Re: quotearg improvements [was: filenames in error messages]

From: Eric Blake
Subject: Re: quotearg improvements [was: filenames in error messages]
Date: Wed, 13 Feb 2008 18:12:50 -0700
According to Karl Berry on 2/13/2008 5:45 PM:
|     the "c" quoting style now outputs "\"?\"\"?/\""
|     ("?""?/") rather than "\"?\\?/\"" ("?\?/"),
| Sorry, I'm not following this.  What's the original filename?

Consider the original filename of `dir??/file'.  Before my patch, the
c_quoting_style converted it to `"dir?\?/file"', since `??/' is a trigraph
for `\', but that is not a valid C string.  Right now, the output is
`"dir?""?/file"', i.e. two concatenated C strings, so that a C parser
would unambiguously recognize the quoted output, even if it is parsing

|     this assumes that C string concatenation is acceptable in that style
| Then we'll have to say that.  I did not imagine that it would be
| necessary.  Indeed, it seems problematic to me, it means a parsing
| program has to recognize whether the character after the first string
| constant is another string constant or (I guess) a :.  That seems like
| nontrivial complexity to be adding.

Maybe it's worth another flag to the quotearg module, default off means
output trigraphs without worrying about extra quoting (since trigraphs
default to off in gcc), but when enabled, output concatenated C strings if
the output would otherwise be a trigraph.
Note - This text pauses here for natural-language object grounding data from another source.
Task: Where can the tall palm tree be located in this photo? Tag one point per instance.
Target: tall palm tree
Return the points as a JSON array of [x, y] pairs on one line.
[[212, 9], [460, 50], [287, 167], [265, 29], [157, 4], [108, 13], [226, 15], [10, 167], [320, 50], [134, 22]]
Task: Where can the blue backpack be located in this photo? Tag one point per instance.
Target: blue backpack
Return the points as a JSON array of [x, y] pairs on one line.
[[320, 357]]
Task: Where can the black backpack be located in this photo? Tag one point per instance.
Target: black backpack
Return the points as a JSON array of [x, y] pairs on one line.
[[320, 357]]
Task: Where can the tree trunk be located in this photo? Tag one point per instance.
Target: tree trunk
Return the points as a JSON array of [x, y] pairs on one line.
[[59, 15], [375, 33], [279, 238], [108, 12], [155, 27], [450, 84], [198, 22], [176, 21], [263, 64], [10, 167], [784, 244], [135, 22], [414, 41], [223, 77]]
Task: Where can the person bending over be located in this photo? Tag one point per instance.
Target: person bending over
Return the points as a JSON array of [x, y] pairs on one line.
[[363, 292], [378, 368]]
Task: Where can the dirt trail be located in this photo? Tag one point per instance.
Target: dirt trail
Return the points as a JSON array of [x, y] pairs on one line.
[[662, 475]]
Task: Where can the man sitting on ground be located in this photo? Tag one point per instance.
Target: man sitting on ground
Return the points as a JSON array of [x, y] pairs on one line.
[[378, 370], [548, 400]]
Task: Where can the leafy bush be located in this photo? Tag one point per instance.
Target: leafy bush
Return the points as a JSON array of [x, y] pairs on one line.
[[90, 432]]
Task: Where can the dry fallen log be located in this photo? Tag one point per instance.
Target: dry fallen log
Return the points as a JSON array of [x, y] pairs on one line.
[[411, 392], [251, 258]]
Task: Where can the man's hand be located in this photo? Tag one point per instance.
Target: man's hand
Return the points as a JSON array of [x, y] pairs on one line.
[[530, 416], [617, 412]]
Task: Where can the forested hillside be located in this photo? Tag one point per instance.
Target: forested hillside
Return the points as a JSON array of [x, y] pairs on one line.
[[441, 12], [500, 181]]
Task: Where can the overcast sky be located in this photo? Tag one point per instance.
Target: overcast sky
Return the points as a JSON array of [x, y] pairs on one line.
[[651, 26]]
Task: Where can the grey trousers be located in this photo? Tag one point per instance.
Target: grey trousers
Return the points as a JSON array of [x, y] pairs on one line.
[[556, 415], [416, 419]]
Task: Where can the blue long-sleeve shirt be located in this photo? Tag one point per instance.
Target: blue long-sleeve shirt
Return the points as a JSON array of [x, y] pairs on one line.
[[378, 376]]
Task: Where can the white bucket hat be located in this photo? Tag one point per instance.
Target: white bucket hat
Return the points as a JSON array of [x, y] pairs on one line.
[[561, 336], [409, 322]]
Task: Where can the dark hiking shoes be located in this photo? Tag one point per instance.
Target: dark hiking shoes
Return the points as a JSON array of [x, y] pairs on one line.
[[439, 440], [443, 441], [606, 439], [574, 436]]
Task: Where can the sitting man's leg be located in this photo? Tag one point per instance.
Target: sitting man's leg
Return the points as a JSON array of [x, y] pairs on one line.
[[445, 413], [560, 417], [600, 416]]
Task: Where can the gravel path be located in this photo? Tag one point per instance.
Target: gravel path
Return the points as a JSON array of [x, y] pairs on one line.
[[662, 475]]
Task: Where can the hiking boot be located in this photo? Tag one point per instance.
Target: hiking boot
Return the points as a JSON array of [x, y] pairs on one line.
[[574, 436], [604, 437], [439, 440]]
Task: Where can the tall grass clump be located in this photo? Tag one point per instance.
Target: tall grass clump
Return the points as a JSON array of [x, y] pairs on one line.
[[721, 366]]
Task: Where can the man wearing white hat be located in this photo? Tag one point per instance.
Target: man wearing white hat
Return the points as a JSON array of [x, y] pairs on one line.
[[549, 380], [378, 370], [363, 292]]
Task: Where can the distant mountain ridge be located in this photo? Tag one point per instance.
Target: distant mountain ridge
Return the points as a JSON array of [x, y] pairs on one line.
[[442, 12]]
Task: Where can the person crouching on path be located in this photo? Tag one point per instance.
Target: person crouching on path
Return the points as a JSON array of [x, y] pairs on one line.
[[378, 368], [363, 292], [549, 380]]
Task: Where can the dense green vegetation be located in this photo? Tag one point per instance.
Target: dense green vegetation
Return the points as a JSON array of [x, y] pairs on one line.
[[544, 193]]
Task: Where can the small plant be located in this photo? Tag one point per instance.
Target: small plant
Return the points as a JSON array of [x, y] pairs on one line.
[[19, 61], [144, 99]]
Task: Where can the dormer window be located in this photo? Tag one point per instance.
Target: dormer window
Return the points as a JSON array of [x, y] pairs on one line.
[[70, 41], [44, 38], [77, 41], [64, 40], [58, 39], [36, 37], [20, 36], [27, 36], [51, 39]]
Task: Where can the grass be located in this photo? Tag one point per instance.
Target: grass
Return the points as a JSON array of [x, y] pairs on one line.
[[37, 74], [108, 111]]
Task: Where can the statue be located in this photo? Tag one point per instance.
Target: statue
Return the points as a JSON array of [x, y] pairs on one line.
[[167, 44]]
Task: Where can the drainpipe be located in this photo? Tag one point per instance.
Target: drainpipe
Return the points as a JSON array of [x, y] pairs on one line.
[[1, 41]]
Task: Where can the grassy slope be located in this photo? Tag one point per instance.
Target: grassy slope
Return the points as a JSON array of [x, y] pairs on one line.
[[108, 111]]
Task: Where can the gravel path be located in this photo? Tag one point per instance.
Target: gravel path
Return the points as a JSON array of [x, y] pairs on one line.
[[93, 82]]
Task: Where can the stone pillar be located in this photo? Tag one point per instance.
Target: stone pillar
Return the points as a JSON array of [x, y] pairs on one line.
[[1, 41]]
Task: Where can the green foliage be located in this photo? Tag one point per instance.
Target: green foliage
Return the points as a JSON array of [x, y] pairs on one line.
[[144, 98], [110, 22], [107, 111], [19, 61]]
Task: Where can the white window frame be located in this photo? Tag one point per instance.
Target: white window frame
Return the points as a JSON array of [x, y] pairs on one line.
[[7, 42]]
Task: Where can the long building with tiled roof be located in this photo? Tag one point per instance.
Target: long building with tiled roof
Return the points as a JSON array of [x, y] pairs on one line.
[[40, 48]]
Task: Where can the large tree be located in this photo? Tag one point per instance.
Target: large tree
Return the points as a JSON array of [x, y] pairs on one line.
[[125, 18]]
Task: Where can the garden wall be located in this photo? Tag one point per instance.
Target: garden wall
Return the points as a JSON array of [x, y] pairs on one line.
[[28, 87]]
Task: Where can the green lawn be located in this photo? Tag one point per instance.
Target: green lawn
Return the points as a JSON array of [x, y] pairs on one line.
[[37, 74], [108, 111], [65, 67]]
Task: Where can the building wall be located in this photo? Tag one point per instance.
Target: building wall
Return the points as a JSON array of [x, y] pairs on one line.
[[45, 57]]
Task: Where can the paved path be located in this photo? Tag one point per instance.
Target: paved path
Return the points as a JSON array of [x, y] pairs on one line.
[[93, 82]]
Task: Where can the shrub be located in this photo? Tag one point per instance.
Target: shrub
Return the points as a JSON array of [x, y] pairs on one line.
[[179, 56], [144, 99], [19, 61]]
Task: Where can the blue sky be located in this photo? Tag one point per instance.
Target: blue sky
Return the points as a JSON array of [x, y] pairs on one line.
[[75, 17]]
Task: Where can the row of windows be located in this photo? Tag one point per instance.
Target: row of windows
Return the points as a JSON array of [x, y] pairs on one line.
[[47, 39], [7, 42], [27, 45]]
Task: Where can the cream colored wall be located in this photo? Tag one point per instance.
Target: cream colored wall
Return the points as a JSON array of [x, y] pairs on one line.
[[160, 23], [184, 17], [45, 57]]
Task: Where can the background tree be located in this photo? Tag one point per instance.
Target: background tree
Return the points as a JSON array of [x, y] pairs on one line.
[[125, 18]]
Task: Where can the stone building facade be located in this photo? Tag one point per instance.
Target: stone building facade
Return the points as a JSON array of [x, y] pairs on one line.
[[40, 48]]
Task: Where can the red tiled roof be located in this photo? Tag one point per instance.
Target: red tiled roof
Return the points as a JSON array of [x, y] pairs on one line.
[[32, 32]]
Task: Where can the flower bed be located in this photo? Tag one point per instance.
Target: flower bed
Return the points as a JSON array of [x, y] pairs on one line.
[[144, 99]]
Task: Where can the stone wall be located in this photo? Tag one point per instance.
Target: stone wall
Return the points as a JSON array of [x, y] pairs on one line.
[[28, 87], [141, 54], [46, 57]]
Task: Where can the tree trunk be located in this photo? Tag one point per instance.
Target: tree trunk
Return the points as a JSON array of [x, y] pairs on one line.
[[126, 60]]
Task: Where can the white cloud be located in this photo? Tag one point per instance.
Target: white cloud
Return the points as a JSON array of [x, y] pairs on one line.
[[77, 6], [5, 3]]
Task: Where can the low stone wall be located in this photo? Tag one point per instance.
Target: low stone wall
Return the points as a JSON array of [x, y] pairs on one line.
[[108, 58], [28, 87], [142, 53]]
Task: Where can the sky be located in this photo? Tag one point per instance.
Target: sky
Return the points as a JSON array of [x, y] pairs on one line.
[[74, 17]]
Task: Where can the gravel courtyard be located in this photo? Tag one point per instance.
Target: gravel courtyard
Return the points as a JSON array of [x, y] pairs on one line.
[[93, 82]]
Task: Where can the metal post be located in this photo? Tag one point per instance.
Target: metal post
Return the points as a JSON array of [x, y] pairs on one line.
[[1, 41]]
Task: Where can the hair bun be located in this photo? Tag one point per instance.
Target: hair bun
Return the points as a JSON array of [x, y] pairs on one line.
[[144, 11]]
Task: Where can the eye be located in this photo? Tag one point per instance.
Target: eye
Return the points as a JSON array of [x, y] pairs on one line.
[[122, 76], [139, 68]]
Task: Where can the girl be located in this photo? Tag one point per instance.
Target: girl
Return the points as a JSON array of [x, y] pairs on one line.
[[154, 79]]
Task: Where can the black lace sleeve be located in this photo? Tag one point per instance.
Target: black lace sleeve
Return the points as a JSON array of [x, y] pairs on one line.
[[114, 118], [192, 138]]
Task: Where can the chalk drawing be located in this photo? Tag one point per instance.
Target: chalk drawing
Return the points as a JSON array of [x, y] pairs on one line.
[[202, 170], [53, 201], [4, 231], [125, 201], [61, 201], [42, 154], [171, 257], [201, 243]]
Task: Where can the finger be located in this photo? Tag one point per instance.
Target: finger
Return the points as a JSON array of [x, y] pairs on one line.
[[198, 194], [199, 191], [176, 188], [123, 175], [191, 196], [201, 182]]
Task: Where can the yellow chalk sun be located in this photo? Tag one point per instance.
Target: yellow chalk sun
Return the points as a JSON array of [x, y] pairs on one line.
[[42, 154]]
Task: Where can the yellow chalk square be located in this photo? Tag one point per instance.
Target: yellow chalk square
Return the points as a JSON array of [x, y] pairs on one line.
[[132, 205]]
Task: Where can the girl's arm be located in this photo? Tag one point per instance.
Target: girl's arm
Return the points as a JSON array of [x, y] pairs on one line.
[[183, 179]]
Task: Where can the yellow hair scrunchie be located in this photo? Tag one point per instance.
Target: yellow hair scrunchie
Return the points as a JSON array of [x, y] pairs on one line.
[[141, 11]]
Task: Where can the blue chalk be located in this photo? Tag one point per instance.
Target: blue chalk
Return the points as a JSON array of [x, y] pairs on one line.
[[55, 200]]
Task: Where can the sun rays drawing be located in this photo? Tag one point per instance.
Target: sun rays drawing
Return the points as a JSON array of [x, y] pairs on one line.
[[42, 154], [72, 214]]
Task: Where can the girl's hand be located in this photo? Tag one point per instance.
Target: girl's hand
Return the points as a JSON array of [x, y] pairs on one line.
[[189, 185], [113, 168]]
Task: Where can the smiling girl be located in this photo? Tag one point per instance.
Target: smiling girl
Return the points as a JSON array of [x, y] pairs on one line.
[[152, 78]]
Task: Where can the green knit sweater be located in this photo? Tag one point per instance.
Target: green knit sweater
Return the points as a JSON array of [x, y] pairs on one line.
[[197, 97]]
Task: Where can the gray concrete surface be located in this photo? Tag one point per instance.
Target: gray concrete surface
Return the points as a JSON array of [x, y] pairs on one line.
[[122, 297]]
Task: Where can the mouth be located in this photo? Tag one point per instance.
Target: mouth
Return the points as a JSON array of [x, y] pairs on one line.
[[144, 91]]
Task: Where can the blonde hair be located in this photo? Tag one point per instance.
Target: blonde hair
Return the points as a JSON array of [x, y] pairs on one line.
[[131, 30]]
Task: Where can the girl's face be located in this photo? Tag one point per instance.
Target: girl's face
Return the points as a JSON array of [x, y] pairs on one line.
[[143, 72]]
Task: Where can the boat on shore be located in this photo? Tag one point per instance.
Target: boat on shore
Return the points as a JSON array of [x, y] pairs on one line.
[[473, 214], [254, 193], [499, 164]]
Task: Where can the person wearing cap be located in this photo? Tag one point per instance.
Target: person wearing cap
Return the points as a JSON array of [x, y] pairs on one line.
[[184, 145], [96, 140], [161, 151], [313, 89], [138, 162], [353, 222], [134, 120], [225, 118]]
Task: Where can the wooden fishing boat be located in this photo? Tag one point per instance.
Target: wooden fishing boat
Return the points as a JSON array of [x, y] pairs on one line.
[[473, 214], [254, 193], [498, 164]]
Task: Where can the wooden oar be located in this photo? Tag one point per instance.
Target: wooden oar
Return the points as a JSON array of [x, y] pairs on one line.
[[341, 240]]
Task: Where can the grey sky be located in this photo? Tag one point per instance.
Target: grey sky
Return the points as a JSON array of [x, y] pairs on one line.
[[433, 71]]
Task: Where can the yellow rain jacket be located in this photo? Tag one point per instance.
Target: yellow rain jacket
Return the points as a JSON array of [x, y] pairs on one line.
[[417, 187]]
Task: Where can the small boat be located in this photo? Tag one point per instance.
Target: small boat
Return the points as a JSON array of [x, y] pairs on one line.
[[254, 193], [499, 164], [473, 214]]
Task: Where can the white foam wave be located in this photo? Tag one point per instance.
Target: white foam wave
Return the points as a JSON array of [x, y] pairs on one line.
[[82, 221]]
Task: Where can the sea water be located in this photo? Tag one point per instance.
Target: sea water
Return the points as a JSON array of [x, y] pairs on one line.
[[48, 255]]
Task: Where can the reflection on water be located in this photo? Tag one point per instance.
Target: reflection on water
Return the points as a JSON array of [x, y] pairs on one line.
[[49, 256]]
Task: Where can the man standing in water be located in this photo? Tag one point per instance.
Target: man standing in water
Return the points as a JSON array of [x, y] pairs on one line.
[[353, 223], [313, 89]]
|     #include "quotearg.h"
|     ...
|     set_quoting_style (NULL, c_maybe_quoting_style);
|     quotearg_colon (string);
| Excellent.
| Can we add something to the .texi about this?

I'll try to spend some time on this.

| Meanwhile, I had sent a proposed simple change to rms for standards.texi
| about this.  No problem with the principle, but he wants to specify the
| exact list of troublesome characters and one escape to use for each, not
| just say "like C string constants".
| I suppose we could always use \OOO, but somehow using \n and the like
| seems like it would be much more readable.  So it'll take me a little
| time to work up that list.  And I'm not sure what effect this new
| wrinkle will have on your code, sorry.

For C strings, the code already outputs \a, \b, \f, \n, \r, \t, \v, \\,
\"; and for all other non-printable characters, a 3-digit \nnn octal
(except for NUL, which is abbreviated to \0 if the next character output
is not a digit, but never a 2-digit octal).  But now you've made me worry
whether we should also quote shell characters.  For example, should it be:

program:question mark?:line: message
program:"question mark?":line: message

since both ' ' and '?' are special to the shell, but not to C strings?